Fractured Times: Culture and Society in the Twentieth Century
Eric Hobsbawm
Little, Brown, 336pp, £25
Reviewing a book by his fellow historian Raphael Samuel about the “lost world of British communism”, Eric Hobsbawm praised Samuel for his “melancholy empathy for an irrecoverable past”. Fractured Times, Hobsbawm’s final work, published after his death in October last year, displays a similar quality – though it evinces melancholy empathy not for the milieu of the British Communist Party, which he joined when he arrived in England from Berlin as a 15-year-old in 1933, but for the art and culture of the “bourgeois society” that disappeared after the outbreak of the First World War.
The essays collected here, which were written between 1964 and 2012, are not focused exclusively on the “lost world” of European bourgeois civilisation. There are several pieces on the situation of the arts in the early 21st century – reflections on the consequences of technological progress and the “democratisation of aesthetic consumption” – but Hobsbawm’s analysis of our postmodern cultural condition nevertheless presupposes, as he acknowlegdes, a“plunge” back into the final years of what he terms the “long 19th century”, stretching, roughly, from 1789 to 1914. Without that look back, the current scene cannot be understood.

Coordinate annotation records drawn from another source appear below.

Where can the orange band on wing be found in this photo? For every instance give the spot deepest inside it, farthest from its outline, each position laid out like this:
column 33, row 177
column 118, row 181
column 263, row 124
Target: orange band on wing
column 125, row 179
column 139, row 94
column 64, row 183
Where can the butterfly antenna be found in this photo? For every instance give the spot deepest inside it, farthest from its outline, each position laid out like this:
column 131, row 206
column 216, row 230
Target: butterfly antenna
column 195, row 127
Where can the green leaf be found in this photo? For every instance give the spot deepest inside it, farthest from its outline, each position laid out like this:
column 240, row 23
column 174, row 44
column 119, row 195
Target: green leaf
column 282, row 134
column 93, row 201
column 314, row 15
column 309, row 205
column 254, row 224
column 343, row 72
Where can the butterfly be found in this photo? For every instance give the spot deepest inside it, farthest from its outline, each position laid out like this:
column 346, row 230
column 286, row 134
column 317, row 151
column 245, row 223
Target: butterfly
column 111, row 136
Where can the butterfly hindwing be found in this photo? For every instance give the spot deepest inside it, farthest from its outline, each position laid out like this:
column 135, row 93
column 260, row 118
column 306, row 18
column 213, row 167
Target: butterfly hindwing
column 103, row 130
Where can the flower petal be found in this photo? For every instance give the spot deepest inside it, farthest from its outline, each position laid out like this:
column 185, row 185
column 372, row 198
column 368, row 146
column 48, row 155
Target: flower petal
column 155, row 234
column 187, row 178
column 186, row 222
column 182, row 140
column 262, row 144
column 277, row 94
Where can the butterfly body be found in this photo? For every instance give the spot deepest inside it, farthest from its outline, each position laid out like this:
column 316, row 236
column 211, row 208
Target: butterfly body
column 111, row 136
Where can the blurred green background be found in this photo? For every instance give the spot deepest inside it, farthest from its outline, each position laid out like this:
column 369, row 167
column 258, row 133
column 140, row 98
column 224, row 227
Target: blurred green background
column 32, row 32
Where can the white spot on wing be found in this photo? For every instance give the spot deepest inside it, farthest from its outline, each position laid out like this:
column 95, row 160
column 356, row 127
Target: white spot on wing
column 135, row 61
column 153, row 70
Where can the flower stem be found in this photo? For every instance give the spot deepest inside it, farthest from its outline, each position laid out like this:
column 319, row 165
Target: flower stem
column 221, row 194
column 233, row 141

The seven chapters devoted to the “culture of the bourgeois world” therefore form the centre piece of the book.
Much of this will be familiar to readers of Hobsbawm’s earlier work. His point of departure here is the claim made in The Age of Empire (1987), the third volume of his great trilogy on the long 19th century, that August 1914 marked a definitive “natural break” in the history of Europe. That moment was regarded, he argued there, as announcing “the end of the world made by and for the bourgeoisie”. And intimations of imminent death were felt especially keenly in the cultural productions of the period, especially in literature and painting, to which The Age of Empire devotes a substantial chapter.

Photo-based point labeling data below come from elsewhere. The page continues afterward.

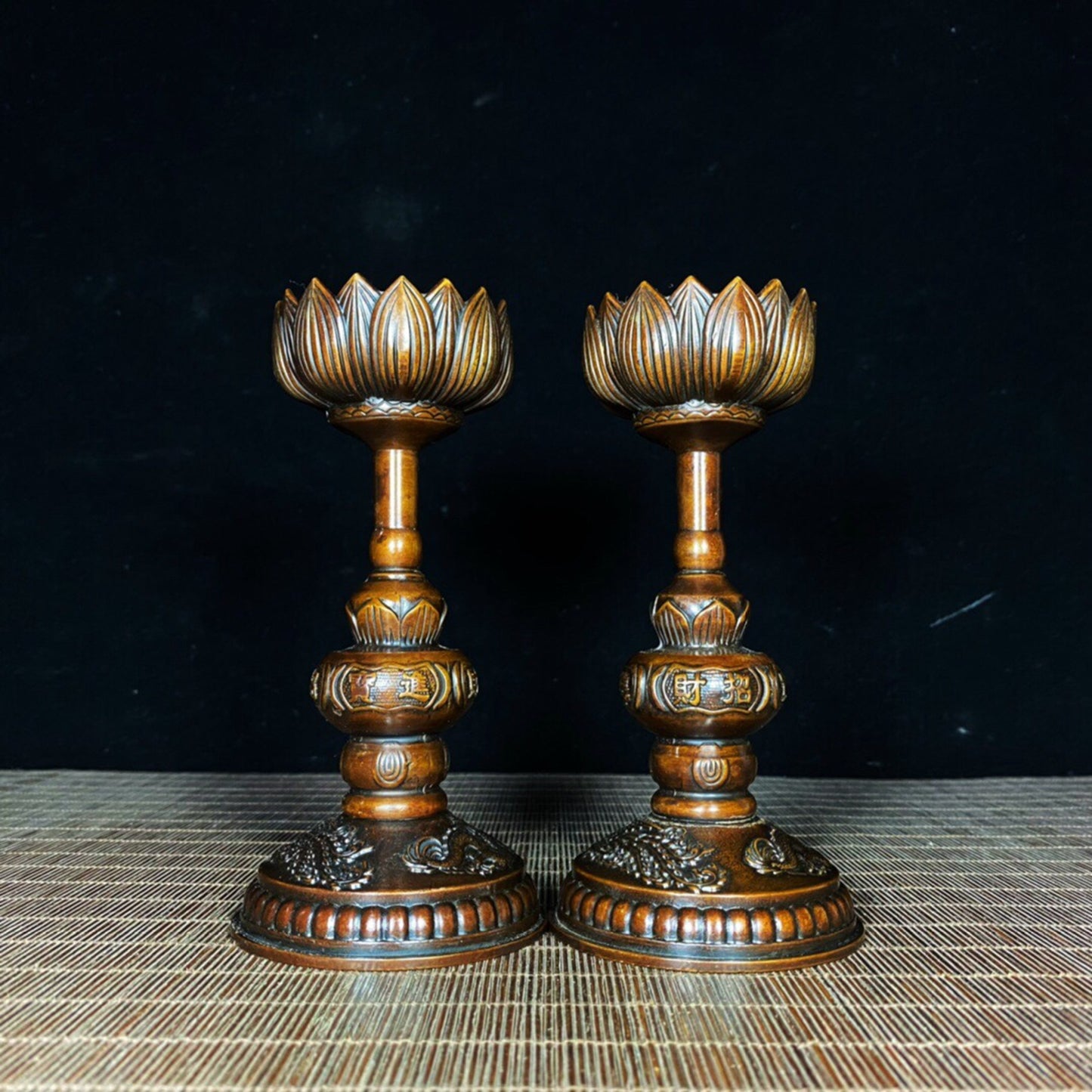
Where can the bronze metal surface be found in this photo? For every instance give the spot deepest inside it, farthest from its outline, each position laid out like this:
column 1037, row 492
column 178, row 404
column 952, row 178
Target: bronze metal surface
column 395, row 881
column 702, row 883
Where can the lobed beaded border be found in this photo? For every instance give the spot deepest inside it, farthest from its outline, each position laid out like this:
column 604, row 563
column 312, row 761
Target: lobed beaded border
column 444, row 920
column 706, row 925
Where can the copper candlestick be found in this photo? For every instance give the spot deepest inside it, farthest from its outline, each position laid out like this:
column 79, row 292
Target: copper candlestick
column 394, row 880
column 702, row 883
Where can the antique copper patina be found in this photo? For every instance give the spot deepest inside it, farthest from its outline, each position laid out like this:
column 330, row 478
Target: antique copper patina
column 704, row 883
column 394, row 880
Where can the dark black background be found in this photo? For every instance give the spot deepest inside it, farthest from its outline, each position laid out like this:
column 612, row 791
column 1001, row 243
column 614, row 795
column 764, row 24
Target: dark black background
column 181, row 535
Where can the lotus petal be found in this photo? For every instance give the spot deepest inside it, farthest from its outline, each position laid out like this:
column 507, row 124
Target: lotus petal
column 690, row 302
column 402, row 341
column 775, row 307
column 670, row 623
column 790, row 375
column 733, row 343
column 284, row 366
column 478, row 358
column 321, row 350
column 596, row 372
column 503, row 379
column 447, row 307
column 357, row 301
column 649, row 348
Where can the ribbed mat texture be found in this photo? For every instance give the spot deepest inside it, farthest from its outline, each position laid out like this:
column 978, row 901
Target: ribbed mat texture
column 117, row 972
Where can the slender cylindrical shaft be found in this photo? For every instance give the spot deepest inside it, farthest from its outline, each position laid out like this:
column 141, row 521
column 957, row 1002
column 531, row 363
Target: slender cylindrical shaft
column 699, row 546
column 395, row 543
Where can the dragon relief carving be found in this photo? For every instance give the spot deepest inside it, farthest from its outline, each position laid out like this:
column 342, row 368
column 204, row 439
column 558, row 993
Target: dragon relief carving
column 329, row 856
column 781, row 855
column 459, row 851
column 660, row 855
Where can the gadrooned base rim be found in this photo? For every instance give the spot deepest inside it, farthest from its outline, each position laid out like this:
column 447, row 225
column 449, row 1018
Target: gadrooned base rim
column 407, row 957
column 676, row 957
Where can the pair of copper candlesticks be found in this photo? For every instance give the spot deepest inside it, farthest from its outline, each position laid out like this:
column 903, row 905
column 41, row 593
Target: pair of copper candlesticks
column 398, row 881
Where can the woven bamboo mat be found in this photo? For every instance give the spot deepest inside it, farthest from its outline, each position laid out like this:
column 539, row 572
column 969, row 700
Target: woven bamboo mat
column 116, row 971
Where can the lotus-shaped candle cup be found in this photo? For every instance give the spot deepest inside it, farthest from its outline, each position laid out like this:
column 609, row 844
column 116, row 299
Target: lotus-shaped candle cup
column 728, row 360
column 363, row 348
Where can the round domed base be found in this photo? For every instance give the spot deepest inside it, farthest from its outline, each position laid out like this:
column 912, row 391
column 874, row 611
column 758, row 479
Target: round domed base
column 732, row 897
column 375, row 896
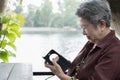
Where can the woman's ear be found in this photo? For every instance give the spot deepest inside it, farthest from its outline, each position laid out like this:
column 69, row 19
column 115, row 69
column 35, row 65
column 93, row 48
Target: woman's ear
column 102, row 23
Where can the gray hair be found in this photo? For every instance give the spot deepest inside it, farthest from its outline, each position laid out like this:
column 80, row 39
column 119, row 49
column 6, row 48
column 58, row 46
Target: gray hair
column 94, row 11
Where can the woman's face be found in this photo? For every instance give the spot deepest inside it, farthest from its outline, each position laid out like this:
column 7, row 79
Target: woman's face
column 94, row 34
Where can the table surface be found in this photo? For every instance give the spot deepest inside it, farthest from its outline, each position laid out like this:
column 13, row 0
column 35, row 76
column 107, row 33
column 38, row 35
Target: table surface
column 15, row 71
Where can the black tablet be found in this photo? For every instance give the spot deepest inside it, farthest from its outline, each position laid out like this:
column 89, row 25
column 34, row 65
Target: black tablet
column 63, row 62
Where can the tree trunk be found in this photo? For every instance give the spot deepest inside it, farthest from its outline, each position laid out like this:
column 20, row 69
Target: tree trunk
column 3, row 4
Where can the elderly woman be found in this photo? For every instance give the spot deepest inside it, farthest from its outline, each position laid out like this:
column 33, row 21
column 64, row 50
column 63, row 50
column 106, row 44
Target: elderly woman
column 99, row 58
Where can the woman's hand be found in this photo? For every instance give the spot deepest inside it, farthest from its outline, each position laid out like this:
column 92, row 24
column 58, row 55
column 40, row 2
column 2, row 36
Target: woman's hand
column 56, row 69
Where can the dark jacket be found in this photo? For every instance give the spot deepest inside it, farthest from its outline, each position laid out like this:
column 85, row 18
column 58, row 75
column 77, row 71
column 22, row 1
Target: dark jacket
column 99, row 63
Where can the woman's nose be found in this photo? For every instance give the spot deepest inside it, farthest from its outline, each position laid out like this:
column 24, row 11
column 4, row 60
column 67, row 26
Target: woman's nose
column 84, row 32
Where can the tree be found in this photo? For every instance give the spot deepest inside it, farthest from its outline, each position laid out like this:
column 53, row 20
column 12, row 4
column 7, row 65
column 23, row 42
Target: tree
column 45, row 13
column 30, row 16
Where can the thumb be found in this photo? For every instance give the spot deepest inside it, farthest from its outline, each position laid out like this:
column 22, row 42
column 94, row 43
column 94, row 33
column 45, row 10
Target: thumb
column 54, row 61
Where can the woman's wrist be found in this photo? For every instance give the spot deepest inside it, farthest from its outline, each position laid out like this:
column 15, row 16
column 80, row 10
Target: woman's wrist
column 64, row 77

The first part of Fractured Times picks up where that chapter left off and serves as a useful reminder of just what kind of Marxist historian Hobsbawm was. His interest in the social and historical significance of high culture marked him out from his distinguished colleagues in the Communist Party Historians Group of the early 1950s – men such as Samuel, Christopher Hill and E P Thompson. As he wrote in his autobiography, Interesting Times (2002), his Marxism had developed out of the attempt to understand the arts:
What filled my mind [in the mid-1930s] was not the classic macro-historical problems of Marxist debate about historical development – the succession of “modes of production”. It was the place and nature of the artist and the arts (in fact, literature) in society or, in Marxist terms, “How is the superstructure connected to the base?”
Hobsbawm’s indifference to the main problems of Marxist historiography, not to mention his mellifluous prose style, ensured that his work reached a much larger audience than that of many of his contemporaries did (something attested to by the voluminous media coverage of his death).

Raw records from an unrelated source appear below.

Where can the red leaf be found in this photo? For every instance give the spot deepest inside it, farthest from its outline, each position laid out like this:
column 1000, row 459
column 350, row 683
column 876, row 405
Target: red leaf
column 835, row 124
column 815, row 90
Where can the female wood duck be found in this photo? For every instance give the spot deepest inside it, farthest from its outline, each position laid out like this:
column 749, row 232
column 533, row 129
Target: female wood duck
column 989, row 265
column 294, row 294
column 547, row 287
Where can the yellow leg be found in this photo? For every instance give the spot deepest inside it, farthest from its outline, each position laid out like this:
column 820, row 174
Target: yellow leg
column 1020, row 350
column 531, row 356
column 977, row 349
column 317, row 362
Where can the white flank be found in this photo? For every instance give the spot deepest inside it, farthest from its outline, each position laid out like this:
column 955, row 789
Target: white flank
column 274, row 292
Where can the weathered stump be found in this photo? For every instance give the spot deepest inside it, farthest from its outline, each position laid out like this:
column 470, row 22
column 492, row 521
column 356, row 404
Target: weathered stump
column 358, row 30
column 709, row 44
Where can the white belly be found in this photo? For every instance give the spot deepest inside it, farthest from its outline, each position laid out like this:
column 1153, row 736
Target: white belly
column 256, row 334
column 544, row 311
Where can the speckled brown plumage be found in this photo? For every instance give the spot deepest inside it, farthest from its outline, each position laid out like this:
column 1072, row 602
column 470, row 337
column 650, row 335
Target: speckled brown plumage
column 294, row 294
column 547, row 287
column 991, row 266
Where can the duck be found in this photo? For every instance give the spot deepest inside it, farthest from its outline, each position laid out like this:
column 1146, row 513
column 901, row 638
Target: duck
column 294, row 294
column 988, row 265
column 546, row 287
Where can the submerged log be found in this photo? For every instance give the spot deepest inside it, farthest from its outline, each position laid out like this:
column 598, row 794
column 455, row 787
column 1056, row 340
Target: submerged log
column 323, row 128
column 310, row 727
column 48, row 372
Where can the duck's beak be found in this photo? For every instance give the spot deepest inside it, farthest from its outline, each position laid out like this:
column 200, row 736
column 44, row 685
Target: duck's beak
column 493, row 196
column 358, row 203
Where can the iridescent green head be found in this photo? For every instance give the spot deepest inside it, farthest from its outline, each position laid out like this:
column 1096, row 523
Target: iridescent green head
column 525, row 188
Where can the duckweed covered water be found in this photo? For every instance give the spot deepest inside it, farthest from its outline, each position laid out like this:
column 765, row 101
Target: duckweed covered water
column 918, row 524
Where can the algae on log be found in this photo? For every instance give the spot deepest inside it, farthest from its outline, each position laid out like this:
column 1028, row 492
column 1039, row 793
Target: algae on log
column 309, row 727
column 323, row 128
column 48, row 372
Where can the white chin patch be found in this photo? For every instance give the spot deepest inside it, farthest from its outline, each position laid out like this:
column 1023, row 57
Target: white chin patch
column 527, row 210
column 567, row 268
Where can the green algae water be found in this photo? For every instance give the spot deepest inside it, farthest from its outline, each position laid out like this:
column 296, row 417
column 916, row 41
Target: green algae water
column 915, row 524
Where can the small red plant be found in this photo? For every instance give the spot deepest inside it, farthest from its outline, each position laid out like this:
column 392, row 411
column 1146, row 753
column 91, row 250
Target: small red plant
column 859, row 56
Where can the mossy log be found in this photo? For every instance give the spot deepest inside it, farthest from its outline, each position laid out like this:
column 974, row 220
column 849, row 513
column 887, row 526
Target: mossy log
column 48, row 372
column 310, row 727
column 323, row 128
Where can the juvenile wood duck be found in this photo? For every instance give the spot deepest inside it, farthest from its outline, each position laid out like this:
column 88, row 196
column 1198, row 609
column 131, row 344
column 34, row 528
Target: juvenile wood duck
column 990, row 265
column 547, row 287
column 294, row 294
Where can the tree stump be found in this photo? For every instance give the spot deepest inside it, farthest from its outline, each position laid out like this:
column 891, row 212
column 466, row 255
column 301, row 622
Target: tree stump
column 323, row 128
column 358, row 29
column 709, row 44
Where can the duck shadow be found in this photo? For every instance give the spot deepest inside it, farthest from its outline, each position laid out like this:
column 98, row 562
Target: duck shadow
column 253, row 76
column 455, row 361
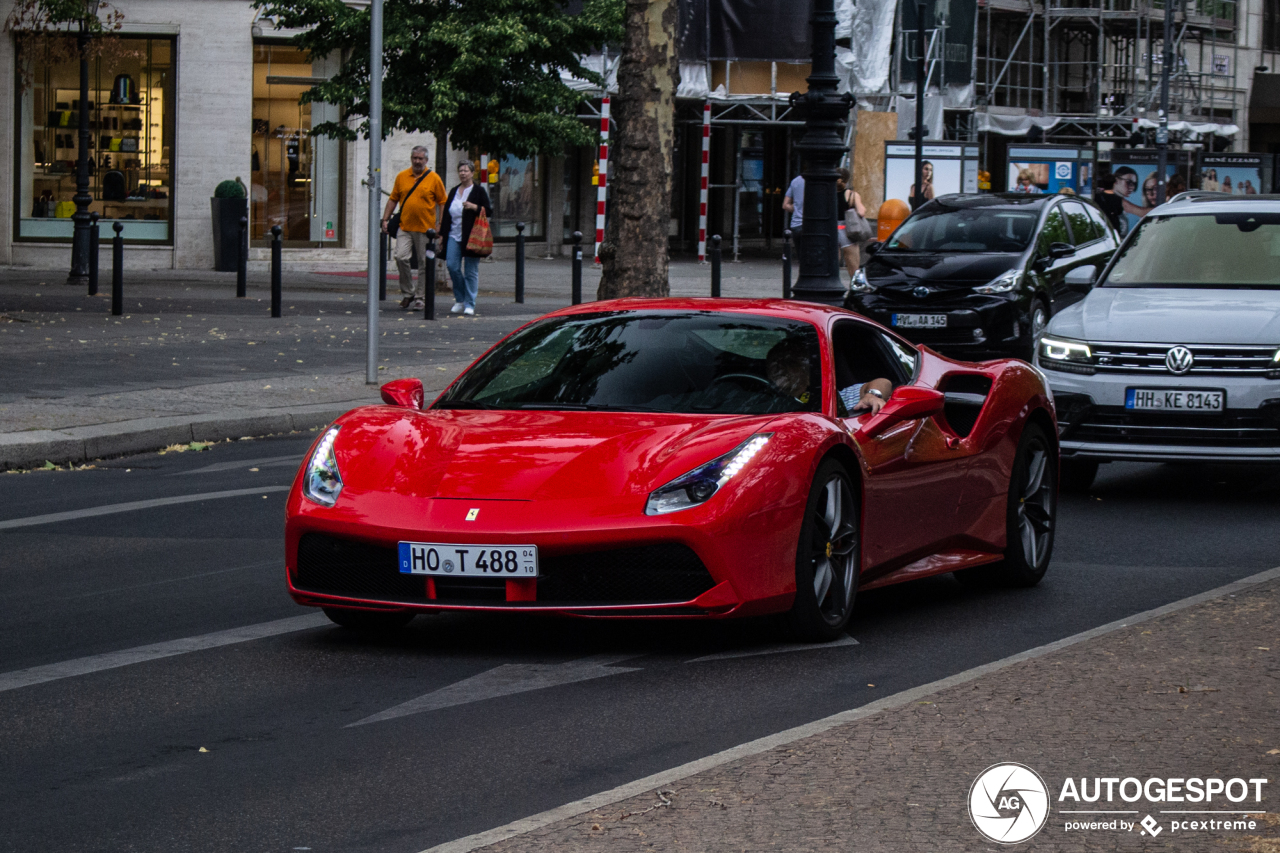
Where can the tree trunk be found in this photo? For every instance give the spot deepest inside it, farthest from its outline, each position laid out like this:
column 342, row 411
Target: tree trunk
column 634, row 252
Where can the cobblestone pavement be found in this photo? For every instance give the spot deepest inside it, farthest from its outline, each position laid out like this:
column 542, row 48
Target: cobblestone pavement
column 1194, row 693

As Perry Anderson has put it, in Hobsbawm, Communist “militant and historian . . . remained separate identities”. One might add as a corollary that the identities of historian and writer were jumbled up in him. The “Overture” to The Age of Empire shows this well. The book begins not as grand narrative but as autobiography. Hobsbawm tells the story of how his mother, scion of a Viennese Jewish family of some standing, met her future husband (and Eric’s father) in Alexandria, where her uncle did business.
There was a serious point to this anecdote, Hobsbawm insisted. “For all of us,” he wrote, “there is a twilight zone between history and memory; between the past as a generalised record which is open to relatively dispassionate inspection and the past as a remembered part of, or background to, one’s own life.” The Age of Empire fell into that twilight zone. Fractured Times – or the central section of it at any rate – does too. And this is what gives much of it the kind of melancholy air that Hobsbawm found so attractive in Samuel.
He confesses to having chosen examples from his own “cultural background – geographically central Europe, linguistically German”. And, he might have added, Jewish. In Interesting Times, Hobsbawm evoked the prosperous, largely secular milieu of Jewish Vienna from which his mother’s side of the family had sprung and which had mostly disappeared (or persisted only in the most attenuated fashion) by the time he was born in 1917. The finest piece in the new volume, on the “emancipation of Jewish talent” in central Europe, is a paean to the German language, the “gateway to modernity”for Mittel European Jews in the second half of the 19th century – and, of course, the native tongue of young Eric Hobsbaum himself.